Months of after-school meetings led to a performance where the characters had to tell each other’s stories, highlighting teamwork and empathy. Inspired by Stratford High School’s “The Play That Goes Wrong,” the team’s performance was praised by coach Sarah Fuselier for its life lessons and creativity.

Problem-solving program

The Odyssey of the Mind program teaches students creativity, teamwork, budgeting, time management, and public speaking — essential life skills. "OM™ provides valuable experience because teams are everywhere," said fifth grader Cat Fuselier. "It takes time and cooperation, but it’s worth it for the memories and friendships."

A challenging journey to become World Champions

To compete at the OM™ national level required some challenging ‘firsts’ from the six-student team from Frostwood Elementary:

  • Winning first place at the Houston Area Regional Competition
  • Achieving first place in the state competition held in Denton, Texas, where the team was also awarded the prestigious Renata Fusca Award for Creativity — “The essence of Odyssey of the Mind,” according to Fuselier.

Each fifth-grade Frostwood OM™ team member—John Adams, Harrison Angel, Crystell Chu, Catherine Fuselier, Jane O’Shay, and Thomas Pennington—contributed to the World Champion performance by developing costumes, writing scripts, and creating backdrops. “It feels amazing to win the World Championship,” said Thomas Pennington. “I’m lucky to have a supportive team and coach.”

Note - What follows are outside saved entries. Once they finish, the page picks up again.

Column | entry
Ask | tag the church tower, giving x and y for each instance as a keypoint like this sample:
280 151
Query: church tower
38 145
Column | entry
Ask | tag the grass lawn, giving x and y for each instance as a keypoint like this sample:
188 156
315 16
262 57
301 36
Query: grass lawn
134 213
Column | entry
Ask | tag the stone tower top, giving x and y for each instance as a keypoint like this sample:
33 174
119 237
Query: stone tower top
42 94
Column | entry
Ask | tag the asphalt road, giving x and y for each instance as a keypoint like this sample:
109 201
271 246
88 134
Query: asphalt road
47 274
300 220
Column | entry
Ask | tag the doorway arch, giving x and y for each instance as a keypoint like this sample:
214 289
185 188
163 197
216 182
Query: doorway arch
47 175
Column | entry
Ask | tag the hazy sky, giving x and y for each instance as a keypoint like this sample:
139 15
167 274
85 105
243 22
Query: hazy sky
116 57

Despite challenges like a derecho storm in Houston, a delayed flight due to a tornado, and a stormy night at Iowa State University, the team remained resilient and focused.

They won as a team

"They really learned to prioritize the team over the individual," said Fuselier. "Fifth graders have a lot of emotions, but these kids stayed focused on their solution and worked together no matter what. A key part of scoring is teamwork, and they can look back proudly on lifting each other up when it counted. They brainstormed, built, and solved as a team—and they won as a team!"